Predictive analytics, on the other hand, is a form of business intelligence that produces a predictive score for each customer or other organizational element. The method optimizes marketing campaigns and website behavior to increase customer responses, conversions and clicks, and to decrease churn.
Now, an infographic from FICO Labs on the growth of predictive analytics shows how a "big bang" effect in predictive analytics is changing modern life.
The infographic illustrates how innovations over the past 70+ years have led to a new era that will revolutionize research and development, touch every type of business, fundamentally change the way individuals make personal decisions, and enable governments to reinvent the way they operate.
According to FICO, predictive analytics is now being used to solve problems that were unsolved previously and bringing enormous value to businesses, governments and people.
Predictive analytics has become one of the make-or-break capabilities for consumer-facing businesses, says Dan Vesset of IDC (News - Alert). “By combining individual-level behavior forecasts with optimization analytics that determine the right action for each context, organizations can create the kind of relevant, positive experience that builds revenue and customer loyalty.”

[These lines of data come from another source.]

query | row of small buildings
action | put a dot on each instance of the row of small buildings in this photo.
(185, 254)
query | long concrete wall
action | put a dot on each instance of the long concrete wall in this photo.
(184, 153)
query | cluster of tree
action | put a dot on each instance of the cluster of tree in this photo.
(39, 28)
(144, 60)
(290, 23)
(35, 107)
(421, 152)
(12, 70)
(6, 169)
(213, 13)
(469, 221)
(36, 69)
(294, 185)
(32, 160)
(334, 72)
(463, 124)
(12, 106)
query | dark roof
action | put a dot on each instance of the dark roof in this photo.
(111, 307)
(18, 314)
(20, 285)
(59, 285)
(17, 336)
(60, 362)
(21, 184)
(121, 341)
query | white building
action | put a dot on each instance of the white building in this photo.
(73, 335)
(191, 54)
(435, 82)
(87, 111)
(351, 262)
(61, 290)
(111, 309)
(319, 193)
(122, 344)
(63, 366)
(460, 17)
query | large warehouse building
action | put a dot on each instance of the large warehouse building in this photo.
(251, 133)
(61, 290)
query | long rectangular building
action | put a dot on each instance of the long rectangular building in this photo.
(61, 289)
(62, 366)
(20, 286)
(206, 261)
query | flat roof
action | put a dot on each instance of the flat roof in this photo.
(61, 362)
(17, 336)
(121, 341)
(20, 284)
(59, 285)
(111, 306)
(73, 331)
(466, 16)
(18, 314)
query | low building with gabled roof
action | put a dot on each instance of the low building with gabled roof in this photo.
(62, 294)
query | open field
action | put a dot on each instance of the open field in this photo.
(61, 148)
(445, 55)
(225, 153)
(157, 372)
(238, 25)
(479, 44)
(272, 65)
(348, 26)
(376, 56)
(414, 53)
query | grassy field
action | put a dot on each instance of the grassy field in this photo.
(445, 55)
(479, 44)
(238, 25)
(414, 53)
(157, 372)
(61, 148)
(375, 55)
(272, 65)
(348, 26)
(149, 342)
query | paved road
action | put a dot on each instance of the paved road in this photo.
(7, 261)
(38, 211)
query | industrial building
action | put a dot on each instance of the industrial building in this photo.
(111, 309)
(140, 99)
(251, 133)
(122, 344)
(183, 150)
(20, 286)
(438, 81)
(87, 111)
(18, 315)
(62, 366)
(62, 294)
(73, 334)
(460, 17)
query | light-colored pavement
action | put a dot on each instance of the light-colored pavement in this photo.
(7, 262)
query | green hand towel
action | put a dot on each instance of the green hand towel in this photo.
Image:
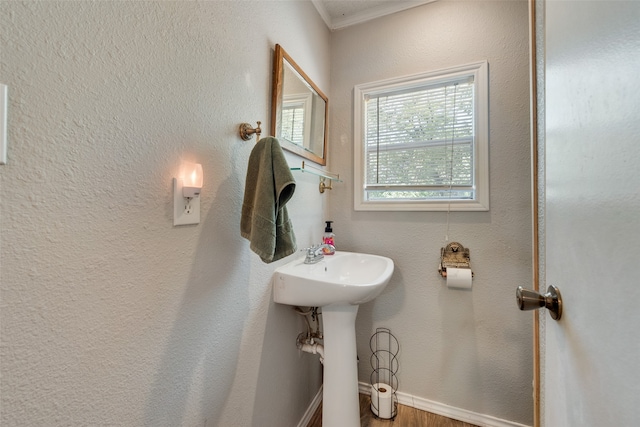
(269, 186)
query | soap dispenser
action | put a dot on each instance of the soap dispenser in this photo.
(328, 239)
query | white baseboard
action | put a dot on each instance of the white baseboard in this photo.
(311, 409)
(445, 410)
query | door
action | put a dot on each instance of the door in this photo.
(591, 356)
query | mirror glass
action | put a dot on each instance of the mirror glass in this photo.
(298, 110)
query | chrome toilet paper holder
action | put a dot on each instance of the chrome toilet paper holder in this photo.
(454, 255)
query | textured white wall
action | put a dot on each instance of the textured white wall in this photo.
(110, 315)
(470, 350)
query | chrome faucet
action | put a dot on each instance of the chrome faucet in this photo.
(316, 253)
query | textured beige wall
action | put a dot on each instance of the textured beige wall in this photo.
(109, 314)
(469, 350)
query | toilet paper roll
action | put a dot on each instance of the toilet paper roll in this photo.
(382, 401)
(459, 278)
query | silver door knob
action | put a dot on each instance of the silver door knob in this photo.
(532, 300)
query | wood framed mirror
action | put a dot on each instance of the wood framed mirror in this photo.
(299, 110)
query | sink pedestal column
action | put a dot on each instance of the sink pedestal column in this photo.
(340, 400)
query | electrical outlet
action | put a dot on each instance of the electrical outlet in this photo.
(185, 210)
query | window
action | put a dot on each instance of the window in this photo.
(421, 142)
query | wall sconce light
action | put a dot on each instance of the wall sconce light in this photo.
(186, 195)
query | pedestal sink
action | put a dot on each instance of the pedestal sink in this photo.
(338, 284)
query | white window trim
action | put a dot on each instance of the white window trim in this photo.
(481, 153)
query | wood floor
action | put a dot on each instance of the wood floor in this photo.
(407, 417)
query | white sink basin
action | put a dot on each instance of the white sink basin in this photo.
(341, 278)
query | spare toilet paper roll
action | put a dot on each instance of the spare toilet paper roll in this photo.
(459, 278)
(382, 400)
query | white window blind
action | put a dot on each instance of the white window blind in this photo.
(418, 142)
(293, 123)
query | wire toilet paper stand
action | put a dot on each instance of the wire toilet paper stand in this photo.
(384, 381)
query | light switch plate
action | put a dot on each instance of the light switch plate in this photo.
(185, 211)
(4, 102)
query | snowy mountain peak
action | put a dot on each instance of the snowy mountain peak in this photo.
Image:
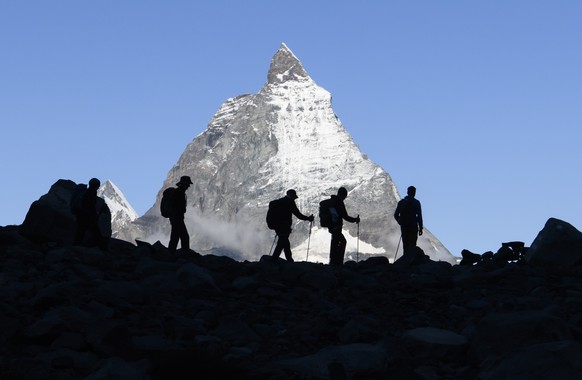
(285, 67)
(259, 145)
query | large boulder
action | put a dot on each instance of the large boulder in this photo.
(559, 244)
(49, 218)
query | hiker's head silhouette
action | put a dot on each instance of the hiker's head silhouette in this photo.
(184, 181)
(94, 183)
(292, 194)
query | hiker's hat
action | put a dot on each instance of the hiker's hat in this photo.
(292, 194)
(184, 180)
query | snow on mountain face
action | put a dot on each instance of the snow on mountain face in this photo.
(258, 146)
(122, 214)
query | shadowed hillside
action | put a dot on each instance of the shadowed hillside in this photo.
(135, 312)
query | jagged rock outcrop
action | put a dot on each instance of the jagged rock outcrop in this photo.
(260, 145)
(135, 312)
(50, 218)
(558, 244)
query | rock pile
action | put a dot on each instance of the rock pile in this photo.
(135, 312)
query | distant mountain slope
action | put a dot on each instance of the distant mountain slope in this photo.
(258, 146)
(122, 213)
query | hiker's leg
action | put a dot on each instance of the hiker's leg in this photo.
(184, 236)
(174, 236)
(341, 250)
(287, 249)
(336, 254)
(409, 236)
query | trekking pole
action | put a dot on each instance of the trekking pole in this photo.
(272, 244)
(398, 246)
(308, 241)
(358, 243)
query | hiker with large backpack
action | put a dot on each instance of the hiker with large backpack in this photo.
(332, 213)
(279, 218)
(173, 207)
(84, 205)
(408, 214)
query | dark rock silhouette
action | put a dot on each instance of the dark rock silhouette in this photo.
(137, 312)
(49, 218)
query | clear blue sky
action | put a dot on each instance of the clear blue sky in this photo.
(477, 103)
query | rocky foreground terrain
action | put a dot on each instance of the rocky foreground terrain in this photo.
(135, 312)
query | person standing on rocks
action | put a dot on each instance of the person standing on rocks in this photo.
(336, 208)
(284, 209)
(408, 214)
(174, 207)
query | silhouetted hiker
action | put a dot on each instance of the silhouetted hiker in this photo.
(279, 218)
(408, 214)
(332, 214)
(84, 205)
(173, 206)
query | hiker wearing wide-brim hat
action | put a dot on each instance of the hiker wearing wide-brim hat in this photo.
(176, 205)
(283, 210)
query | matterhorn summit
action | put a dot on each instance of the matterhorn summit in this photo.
(258, 146)
(122, 213)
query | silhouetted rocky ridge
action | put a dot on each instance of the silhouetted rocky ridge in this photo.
(132, 311)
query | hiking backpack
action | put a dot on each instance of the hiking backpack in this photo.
(167, 203)
(76, 202)
(407, 212)
(328, 216)
(274, 214)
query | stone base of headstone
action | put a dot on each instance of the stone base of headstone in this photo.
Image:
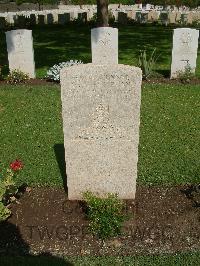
(101, 118)
(104, 43)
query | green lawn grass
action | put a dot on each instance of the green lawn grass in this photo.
(187, 259)
(54, 44)
(31, 129)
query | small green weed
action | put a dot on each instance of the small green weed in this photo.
(105, 214)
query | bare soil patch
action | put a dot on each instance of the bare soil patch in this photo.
(162, 220)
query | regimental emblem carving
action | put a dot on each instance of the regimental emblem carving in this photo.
(106, 39)
(101, 127)
(186, 39)
(19, 42)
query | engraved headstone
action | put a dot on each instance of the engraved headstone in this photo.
(172, 17)
(32, 19)
(101, 117)
(41, 19)
(49, 18)
(184, 53)
(131, 14)
(2, 22)
(104, 45)
(21, 22)
(82, 17)
(20, 51)
(122, 18)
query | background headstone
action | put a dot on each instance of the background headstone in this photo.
(101, 117)
(32, 19)
(104, 42)
(41, 19)
(184, 53)
(122, 18)
(2, 22)
(20, 51)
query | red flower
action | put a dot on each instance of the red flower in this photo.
(16, 165)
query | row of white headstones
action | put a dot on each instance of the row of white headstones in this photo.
(63, 17)
(104, 43)
(101, 110)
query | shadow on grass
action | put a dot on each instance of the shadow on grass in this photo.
(14, 251)
(60, 158)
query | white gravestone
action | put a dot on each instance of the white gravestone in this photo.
(20, 51)
(184, 53)
(104, 42)
(101, 117)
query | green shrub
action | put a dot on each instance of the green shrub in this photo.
(4, 212)
(147, 63)
(8, 189)
(105, 214)
(17, 76)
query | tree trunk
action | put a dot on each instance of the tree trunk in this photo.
(102, 13)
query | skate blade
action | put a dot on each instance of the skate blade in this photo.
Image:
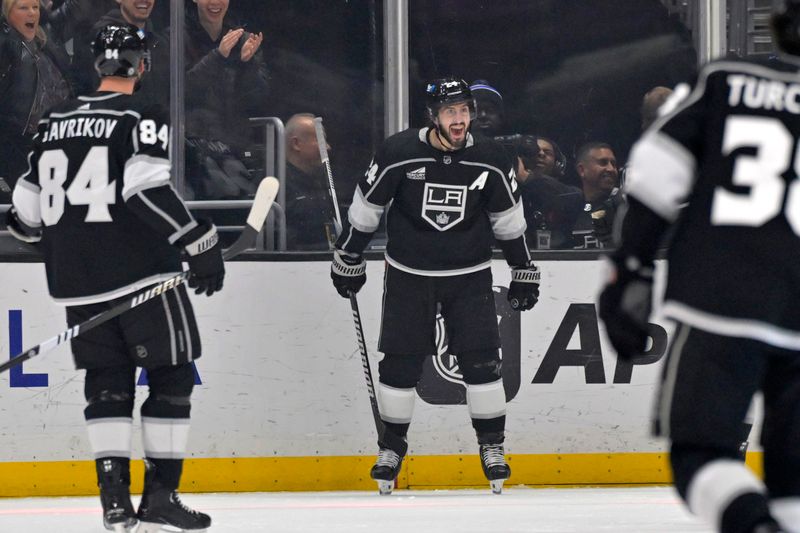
(497, 485)
(152, 527)
(385, 487)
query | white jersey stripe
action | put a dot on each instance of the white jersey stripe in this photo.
(660, 174)
(26, 201)
(733, 327)
(438, 273)
(509, 224)
(502, 175)
(144, 172)
(390, 167)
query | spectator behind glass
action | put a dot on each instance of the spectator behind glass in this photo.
(489, 112)
(33, 78)
(136, 12)
(551, 207)
(68, 19)
(226, 84)
(309, 211)
(597, 168)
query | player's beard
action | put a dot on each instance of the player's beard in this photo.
(443, 134)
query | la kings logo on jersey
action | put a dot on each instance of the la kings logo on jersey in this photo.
(443, 205)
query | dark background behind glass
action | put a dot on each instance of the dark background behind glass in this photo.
(573, 70)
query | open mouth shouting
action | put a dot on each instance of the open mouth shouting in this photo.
(457, 132)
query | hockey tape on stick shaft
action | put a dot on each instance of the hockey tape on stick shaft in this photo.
(326, 162)
(394, 442)
(265, 196)
(390, 439)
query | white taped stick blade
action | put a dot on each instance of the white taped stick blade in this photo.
(265, 195)
(321, 141)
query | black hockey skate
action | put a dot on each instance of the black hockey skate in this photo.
(118, 513)
(161, 507)
(386, 469)
(494, 466)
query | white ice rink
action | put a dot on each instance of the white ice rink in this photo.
(518, 509)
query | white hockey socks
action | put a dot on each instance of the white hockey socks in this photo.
(165, 438)
(396, 405)
(486, 401)
(110, 437)
(716, 485)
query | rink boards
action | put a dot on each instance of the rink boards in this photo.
(281, 401)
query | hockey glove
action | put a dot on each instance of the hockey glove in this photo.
(204, 255)
(625, 306)
(21, 231)
(523, 293)
(348, 272)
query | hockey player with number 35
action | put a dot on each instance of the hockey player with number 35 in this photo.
(723, 168)
(98, 199)
(448, 198)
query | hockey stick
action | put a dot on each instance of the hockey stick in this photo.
(394, 442)
(262, 202)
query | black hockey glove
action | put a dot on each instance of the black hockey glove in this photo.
(348, 272)
(523, 293)
(204, 255)
(21, 231)
(625, 305)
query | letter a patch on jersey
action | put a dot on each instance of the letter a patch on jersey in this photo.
(480, 181)
(443, 205)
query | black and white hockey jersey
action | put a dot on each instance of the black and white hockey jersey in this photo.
(98, 185)
(445, 209)
(729, 152)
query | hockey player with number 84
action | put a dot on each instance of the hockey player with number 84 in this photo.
(97, 198)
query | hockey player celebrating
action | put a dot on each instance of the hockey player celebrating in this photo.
(730, 152)
(97, 196)
(451, 196)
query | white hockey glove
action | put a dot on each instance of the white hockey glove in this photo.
(348, 272)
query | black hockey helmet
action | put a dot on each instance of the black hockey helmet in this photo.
(785, 25)
(118, 50)
(447, 91)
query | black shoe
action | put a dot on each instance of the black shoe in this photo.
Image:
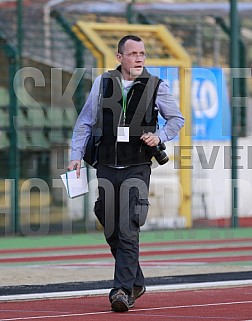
(119, 300)
(138, 291)
(131, 301)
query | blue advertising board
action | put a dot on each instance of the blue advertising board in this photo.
(211, 116)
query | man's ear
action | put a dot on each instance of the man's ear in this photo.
(119, 57)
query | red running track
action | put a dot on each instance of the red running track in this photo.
(220, 304)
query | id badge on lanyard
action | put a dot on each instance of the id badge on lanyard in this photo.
(123, 131)
(123, 134)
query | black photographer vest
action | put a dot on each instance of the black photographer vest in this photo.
(141, 117)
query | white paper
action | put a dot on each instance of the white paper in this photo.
(75, 186)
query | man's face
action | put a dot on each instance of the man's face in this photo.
(132, 58)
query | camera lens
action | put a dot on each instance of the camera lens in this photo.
(159, 154)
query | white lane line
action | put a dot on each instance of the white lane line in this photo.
(188, 286)
(130, 311)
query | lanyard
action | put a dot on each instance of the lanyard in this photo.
(124, 101)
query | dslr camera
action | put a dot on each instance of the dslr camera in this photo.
(159, 154)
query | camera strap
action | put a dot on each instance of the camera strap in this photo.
(153, 84)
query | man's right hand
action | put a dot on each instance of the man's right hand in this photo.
(75, 164)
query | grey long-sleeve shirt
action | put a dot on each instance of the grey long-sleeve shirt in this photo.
(165, 104)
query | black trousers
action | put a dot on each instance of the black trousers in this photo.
(121, 208)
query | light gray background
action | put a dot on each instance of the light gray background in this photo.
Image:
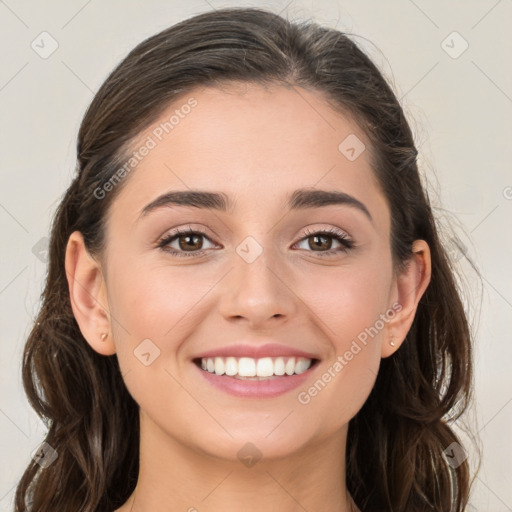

"Predictive analytics is becoming the defining technology of the early 21st century," said Dr. Andrew Jennings, FICO's chief analytics officer and head of FICO Labs, in a statement. "You can trace the evolution over the past few decades, but we've now reached a tipping point where the convergence of Big Data, cloud computing and analytic technology is leading to massive innovation and market disruption.”
"The Analytics Big Bang (News - Alert)" infographic says the analytics industry is now at an inflection point. Sales of analytics software grew from $11 billion to $35 billion between 2000 and 2012.
The number of data scientist job posts jumped 15,000 percent from 2011 to 2012, according to statistics compiled by global job site Indeed.com. The 2.5 quintillion bytes of so-called Big Data are being created each day, enabling analytics to become more insightful, precise and predictive than at any point in history.